✖ Opinia niepotwierdzona zakupem
Uwielbiam wszystkie książki na faktach dotyczące policji. „Pies2” mnie nie zawiódł. Dostałam to czego oczekiwałam. Niesamowite opowieści z życia policjanta prewencji. Jak wiecie nie jest to lekka i łatwa praca. Większość ludzi ich nienawidzi. Wiadomo jak w każdej grupie społecznej taki tutaj znajdziemy czarne owce. Jednak czy musimy patrzeć na nich z perspektywy tych złych? Wydaje mi się, że nie powinniśmy tak na nich patrzeć. Con zrobilibyście, gdyby wasze dziecko zostało policjantem? Wyzywalibyście go od k. i s.? Raczej nie. Wracając do książki jest niesamowita. Razem z głównym bohaterem przeżywamy jego dyżury. Przeraził mnie jeden 8-letni chłopiec. Istny diabeł. Mama sobie z nim nie radziła, starsza siostra tym bardziej, a sąsiedzi co chwilę wzywają do niego policję. Terroryzuje wszystkich. Niestety nic dobrego z niego nie wyrośnie. Czy policja coś wskórała? Poczytajcie.

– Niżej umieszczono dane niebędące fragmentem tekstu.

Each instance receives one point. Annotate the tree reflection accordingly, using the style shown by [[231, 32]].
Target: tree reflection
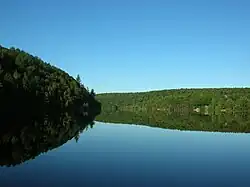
[[28, 137], [239, 122]]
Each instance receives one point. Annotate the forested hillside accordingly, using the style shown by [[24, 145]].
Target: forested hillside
[[29, 85], [209, 100]]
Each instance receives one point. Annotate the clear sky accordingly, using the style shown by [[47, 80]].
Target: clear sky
[[135, 45]]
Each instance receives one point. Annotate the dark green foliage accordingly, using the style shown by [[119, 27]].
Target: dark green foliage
[[180, 121], [29, 84], [224, 109], [229, 100]]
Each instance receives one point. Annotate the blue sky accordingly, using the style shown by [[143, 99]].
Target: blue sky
[[135, 45]]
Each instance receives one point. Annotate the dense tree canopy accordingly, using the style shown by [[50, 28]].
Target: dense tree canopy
[[180, 121], [27, 83], [215, 100]]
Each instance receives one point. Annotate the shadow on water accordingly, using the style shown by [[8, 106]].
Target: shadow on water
[[25, 138], [180, 121]]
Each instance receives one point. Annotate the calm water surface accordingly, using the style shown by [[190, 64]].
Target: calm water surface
[[133, 155]]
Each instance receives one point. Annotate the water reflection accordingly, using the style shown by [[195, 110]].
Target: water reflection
[[181, 121], [28, 137]]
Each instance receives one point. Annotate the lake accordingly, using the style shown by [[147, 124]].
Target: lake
[[134, 155]]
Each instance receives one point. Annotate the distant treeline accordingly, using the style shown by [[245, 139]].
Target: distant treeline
[[207, 100], [28, 84], [179, 121]]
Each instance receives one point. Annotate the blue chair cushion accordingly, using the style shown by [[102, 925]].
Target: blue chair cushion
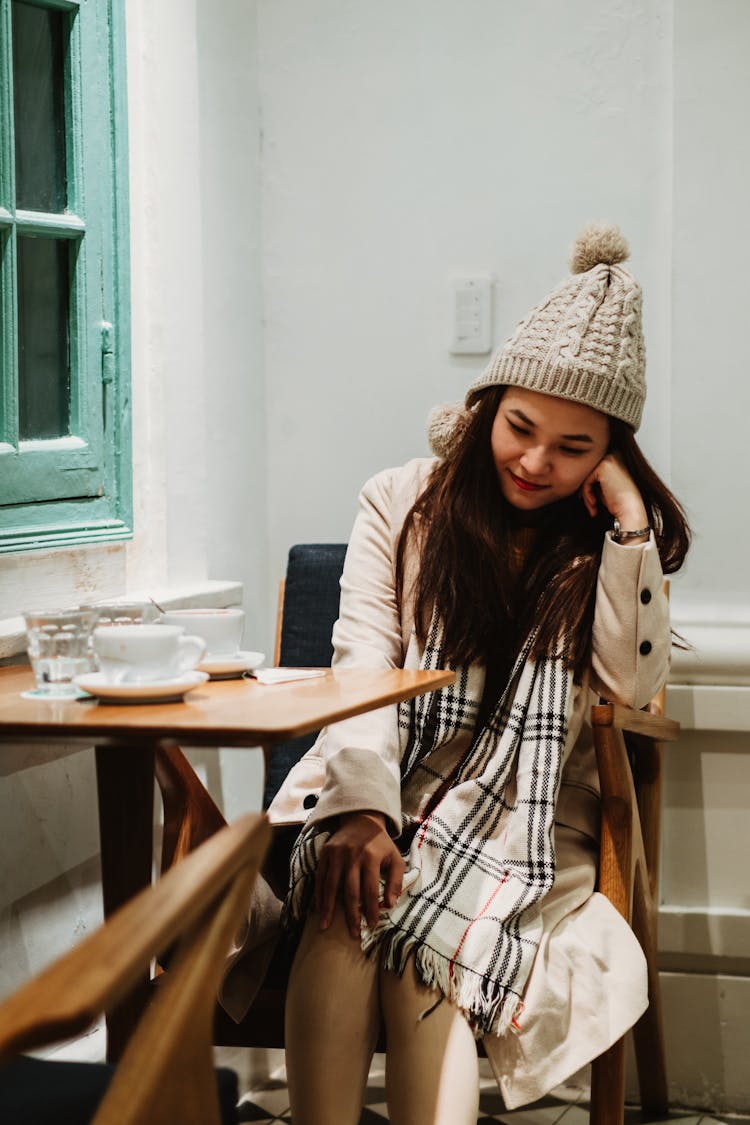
[[310, 609]]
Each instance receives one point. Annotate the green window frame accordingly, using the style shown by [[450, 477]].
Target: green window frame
[[65, 462]]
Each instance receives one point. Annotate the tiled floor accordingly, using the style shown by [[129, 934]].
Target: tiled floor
[[265, 1099]]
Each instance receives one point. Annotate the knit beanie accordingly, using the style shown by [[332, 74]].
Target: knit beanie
[[583, 342]]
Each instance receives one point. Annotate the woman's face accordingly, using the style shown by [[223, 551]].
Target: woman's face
[[544, 447]]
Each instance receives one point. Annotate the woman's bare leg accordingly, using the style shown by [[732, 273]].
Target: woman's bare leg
[[332, 1022], [432, 1074]]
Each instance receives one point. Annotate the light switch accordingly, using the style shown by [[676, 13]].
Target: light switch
[[471, 330]]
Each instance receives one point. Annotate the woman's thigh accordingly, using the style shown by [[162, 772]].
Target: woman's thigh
[[432, 1073], [332, 1018]]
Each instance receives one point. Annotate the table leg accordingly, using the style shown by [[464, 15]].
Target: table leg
[[125, 785]]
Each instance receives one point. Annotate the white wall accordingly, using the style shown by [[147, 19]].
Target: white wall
[[408, 143]]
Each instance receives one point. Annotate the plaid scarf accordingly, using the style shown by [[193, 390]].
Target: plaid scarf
[[479, 849]]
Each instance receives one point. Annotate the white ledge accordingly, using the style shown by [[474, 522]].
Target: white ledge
[[215, 594]]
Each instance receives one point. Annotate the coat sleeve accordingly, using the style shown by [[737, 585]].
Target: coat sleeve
[[361, 755], [631, 640]]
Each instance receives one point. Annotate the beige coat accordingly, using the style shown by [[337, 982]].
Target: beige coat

Policjanci prewencyjni mają najgorzej. Muszą wyrabiać normy takie jakie sobie zażyczy góra. Jeżdżą nie tylko do domowych awantur. Dbają o bezpieczeństwo na stadionach czy różnego rodzaju marszach. Przyjeżdżają do pijaczków i zgarniają drobnych narkomanów o ile mają przy sobie odpowiednią ilość narkotyków. Najlepsze jest to, że ludzie tak nienawidzą policjantów, a jak coś się dzieje to od razu po nich dzwonią. Zamiast samemu zrobić cokolwiek. Paradoks. Dobrzy policjanci wykonują swoją pracę tak jak należy. Nie biorą łapówek. Za próbę przekupstwa wystawiają mandacik. Brawo.
Jestem zachwycona tą pozycją. Dzięki autorowi mogłam od środka zobaczyć pracę policjantów. Mogłam uczestniczyć w ich interwencjach i przekonać się jakim językiem władają ich „klienci”. Co myślą policjanci o swoich szefach? Czy łatwo jest im się przenieść z jednego komisariatu na drugi?

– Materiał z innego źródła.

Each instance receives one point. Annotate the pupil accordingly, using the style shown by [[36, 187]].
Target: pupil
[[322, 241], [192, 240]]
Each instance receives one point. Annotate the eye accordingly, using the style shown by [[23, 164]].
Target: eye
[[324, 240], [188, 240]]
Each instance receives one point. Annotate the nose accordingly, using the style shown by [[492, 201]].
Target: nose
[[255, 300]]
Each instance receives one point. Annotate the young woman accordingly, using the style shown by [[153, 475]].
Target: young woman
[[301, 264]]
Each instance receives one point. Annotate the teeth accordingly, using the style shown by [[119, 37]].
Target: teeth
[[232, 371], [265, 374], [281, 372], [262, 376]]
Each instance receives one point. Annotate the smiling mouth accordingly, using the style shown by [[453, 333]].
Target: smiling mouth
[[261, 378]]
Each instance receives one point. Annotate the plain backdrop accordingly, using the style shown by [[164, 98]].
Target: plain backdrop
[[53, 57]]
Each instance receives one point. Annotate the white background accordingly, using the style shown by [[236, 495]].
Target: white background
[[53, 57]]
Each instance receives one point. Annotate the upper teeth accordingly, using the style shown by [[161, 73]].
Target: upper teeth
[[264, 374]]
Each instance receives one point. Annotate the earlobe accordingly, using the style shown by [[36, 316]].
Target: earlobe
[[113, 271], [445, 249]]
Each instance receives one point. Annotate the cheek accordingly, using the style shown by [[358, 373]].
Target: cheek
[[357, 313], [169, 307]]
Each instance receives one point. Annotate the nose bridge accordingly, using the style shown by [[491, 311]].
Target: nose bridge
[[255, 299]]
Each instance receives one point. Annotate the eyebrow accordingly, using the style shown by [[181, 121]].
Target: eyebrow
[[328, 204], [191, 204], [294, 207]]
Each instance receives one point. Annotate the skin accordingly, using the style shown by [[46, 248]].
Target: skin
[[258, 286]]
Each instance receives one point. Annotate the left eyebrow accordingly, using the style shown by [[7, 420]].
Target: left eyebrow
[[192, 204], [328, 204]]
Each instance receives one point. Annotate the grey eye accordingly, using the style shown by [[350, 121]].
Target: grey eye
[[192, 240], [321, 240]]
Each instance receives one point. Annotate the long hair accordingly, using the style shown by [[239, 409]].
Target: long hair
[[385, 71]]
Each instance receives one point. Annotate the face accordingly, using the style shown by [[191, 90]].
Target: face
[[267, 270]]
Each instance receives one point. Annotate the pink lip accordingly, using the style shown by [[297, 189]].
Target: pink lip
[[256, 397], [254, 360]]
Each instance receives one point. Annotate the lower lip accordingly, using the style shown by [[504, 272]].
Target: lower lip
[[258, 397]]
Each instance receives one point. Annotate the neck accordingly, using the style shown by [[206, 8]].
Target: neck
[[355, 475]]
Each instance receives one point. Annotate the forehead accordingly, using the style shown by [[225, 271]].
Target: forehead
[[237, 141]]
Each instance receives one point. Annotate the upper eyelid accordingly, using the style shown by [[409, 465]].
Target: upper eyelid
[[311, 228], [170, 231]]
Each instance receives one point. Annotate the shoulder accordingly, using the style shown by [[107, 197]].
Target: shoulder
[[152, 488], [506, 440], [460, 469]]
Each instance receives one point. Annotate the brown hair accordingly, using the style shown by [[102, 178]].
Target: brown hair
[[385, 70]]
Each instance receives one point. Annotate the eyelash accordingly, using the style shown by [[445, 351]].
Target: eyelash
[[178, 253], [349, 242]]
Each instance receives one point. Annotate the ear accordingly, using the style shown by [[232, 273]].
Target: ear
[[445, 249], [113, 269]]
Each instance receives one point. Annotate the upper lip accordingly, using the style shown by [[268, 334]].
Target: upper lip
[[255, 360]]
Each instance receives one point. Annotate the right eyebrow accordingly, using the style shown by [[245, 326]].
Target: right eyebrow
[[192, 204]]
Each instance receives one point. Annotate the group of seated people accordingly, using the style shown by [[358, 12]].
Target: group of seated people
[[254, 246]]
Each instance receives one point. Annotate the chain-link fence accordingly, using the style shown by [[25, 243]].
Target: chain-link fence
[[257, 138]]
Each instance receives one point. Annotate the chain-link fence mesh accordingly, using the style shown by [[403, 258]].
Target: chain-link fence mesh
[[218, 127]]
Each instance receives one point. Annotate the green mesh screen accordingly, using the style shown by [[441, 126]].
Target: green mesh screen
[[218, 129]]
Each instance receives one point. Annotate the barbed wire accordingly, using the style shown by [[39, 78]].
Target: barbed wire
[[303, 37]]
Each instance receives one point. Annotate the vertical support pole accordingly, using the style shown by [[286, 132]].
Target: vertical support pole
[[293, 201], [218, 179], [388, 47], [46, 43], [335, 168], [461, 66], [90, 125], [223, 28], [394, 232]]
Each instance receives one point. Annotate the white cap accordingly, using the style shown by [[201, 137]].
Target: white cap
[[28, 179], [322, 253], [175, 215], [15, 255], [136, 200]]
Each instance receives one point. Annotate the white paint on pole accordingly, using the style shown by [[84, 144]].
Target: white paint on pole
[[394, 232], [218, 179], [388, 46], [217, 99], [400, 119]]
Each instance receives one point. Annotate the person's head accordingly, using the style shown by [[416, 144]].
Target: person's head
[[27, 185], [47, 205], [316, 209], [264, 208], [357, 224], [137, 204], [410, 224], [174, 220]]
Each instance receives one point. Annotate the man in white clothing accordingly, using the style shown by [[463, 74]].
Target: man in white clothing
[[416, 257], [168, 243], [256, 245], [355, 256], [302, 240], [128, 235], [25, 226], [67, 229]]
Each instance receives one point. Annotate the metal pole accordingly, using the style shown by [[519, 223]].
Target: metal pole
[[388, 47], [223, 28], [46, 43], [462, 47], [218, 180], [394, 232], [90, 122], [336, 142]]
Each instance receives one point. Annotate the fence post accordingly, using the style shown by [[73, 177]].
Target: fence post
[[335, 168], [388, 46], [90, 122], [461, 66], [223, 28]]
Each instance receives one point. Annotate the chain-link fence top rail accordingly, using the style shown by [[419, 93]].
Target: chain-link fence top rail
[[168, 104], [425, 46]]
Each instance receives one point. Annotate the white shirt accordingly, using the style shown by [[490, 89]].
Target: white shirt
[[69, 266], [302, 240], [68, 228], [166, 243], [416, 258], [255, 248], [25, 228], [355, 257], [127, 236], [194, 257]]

Książkę „Pies2” polecam wszystkim tym czytelnikom, którzy nienawidzą policjantów. Niech zobaczą na własne oczy jaka to jest lekka i przyjemna praca. Ludzie marzą o tym, żeby mieć spokój na osiedlu. Ktoś tego spokoju musi pilnować.
A co powiecie na temat niebiskiej karty? Niebieską kartę zakłada się rodzinie, w której jest przemoc domowa. Więcej na ten temat znajdziecie w tej książce. Bardzo ważny temat. Pamiętajcie nie bójcie się dzwonić na policję. Dzięki temu możecie uratować komuś życie. Nie brońcie katów. Nie udawajcie, że niczego nie słyszycie.

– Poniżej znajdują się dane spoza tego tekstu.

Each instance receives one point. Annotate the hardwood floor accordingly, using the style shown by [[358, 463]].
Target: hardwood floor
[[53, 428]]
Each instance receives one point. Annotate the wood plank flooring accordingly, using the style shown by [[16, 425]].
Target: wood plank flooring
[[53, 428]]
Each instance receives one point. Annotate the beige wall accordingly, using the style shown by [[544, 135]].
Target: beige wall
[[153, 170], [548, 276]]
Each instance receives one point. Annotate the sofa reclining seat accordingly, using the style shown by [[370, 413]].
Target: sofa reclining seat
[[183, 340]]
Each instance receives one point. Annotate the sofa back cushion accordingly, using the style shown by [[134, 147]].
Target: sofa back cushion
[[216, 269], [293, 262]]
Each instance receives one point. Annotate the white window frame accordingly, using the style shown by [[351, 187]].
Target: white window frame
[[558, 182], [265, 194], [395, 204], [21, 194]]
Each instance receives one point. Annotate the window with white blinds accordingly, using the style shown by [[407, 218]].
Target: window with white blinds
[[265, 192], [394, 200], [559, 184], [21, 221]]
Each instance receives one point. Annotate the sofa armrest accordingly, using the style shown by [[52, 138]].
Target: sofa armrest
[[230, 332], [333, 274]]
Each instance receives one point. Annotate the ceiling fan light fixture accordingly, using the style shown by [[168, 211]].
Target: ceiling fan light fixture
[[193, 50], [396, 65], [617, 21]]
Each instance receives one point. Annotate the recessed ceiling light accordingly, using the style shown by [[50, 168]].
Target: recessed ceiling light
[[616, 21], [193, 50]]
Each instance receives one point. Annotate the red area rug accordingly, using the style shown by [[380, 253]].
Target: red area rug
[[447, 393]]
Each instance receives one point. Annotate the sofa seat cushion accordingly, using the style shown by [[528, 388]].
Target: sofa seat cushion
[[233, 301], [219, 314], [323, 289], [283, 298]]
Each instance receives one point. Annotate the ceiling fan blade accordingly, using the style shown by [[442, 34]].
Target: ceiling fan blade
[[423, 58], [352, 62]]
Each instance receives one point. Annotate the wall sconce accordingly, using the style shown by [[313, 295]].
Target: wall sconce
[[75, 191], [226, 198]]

Moim marzeniem jest praca w policji. Co nieco wiem co się dzieje w środku. Pracowałam na stażu w jednym komisariacie. Miałam do czynienia z prewencją, kryminalnymi i komendantami. Byłam zachwycona tą pracą.
Jak tylko zobaczyłam tą książkę musiałam ją przeczytać. I nie żałuję.
Książka „Pies2” jest tak dobrze napisana, że czyta się ją jednym tchem. Przeczytałam ją w ciągu jednego dnia. Wielkie brawa dla autora Jakuba Gończyka za pisanie prawdy jak naprawdę wygląda praca normalnego policjanta. Bez owijania w bawełnę.
Mam cichą nadzieję, że w głowie autora powstaje kolejna książka.
✖ Opinia niepotwierdzona zakupem
To już drugi tom serii i muszę przyznać że poziom spokojnie dorównuje pierwszemu. W sposób nieco humorystyczny aczkolwiek adekwatny do powstałych sytuacji autor pokazuje nam policyjny światek różnych miejsc w Polsce, tego jak działają "smerfy" od kuchni i wiele więcej. Znajdziecie tu mnóstwo historii zaskakujących, zabawnych interwencji ale także tych nieco przerażających i dających do myślenia.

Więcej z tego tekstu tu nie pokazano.